En su afán por regenerar la Iglesia de Inglaterra (y, a través de ésta, a todo el universo), por los medios que Pryer le sugería, se le ocurrió que debía familiarizarse con el modo de vivir y de pensar de los pobres yéndose a vivir con ellos. Creo que esta idea se la proporcionó el libro de Kingsley Alton Locke que devoró, como partidario que era de la Iglesia Alta en aquel momento, además de leer la vida de Arnold escrita por Stanley, las novelas de Dickens y toda la basura literaria que entonces podía causarle más daño. En cualquier caso, Ernest llevó sus ideas a la práctica y alquiló unas habitaciones en Ashpit Place, un pequeño barrio en los alrededores del Teatro Drury Lane, en una casa cuya patrona era la viuda de un cochero.
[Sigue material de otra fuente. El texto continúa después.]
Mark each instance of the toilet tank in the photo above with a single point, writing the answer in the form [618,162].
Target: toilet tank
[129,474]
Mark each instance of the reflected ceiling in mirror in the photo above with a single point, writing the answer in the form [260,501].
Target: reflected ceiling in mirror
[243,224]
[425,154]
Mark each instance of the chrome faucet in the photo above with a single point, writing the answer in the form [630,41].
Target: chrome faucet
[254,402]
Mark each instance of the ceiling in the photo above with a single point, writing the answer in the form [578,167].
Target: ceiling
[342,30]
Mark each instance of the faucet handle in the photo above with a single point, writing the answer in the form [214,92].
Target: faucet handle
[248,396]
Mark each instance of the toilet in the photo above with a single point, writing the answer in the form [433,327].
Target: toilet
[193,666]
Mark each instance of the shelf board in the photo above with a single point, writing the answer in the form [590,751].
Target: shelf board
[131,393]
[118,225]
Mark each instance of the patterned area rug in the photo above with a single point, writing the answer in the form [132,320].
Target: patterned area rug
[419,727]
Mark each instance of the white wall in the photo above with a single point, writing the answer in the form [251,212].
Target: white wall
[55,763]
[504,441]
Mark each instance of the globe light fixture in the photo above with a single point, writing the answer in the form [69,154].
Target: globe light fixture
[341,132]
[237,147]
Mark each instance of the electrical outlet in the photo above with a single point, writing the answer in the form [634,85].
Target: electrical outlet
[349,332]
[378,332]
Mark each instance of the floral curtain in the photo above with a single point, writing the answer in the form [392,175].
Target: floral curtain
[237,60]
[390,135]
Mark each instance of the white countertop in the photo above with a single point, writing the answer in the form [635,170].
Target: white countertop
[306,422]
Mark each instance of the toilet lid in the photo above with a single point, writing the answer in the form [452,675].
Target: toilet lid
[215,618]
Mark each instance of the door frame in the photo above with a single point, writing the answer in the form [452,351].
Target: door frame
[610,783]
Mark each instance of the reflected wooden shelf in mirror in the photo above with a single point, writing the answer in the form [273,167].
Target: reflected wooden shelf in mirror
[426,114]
Esta señora vivía en el piso de abajo, que ocupaba por completo. En la cocina de la parte delantera vivía un hojalatero, mientras que la trasera estaba alquilada a un reparador de fuelles. Ernest se instaló en el primer piso, en dos habitaciones que amuebló confortablemente, porque uno tampoco debe sacar las cosas de quicio. Las dos plantas superiores las compartían un conjunto muy variado de realquilados: un sastre llamado Holt, que se emborrachaba y le pegaba a su mujer por las noches hasta que sus gritos despertaban a toda la casa, y otro que vivía encima, con esposa pero sin hijos, ambos wesleyanos

[91] y aficionados a la bebida, aunque poco ruidosos. Las dos habitaciones traseras estaban alquiladas a señoras solteras que, según pensaba Ernest, debían conocer a mucha gente, porque no cesaban de subir y bajar las escaleras y de pasar por delante de la puerta de Ernest caballeros bien vestidos y de buen aspecto que se dirigían al apartamento de la señorita Snow. Ernest siempre oía cerrarse dicha puerta unos instantes después de que pasaran, aunque también creía que algunos subían al de la señorita Maitland. La señora Jupp, la patrona, le dijo que eran hermanos y primos de la señorita Snow, quien en aquellos tiempos buscaba un empleo como doncella pero que, de momento, trabajaba como actriz en el Drury Lane. Ernest le preguntó si la dama de arriba, la señorita Maitland, buscaba también empleo, y ella le respondió que quería ser sombrerera. La verdad es que se creyó todo lo que le contó la señora Jupp.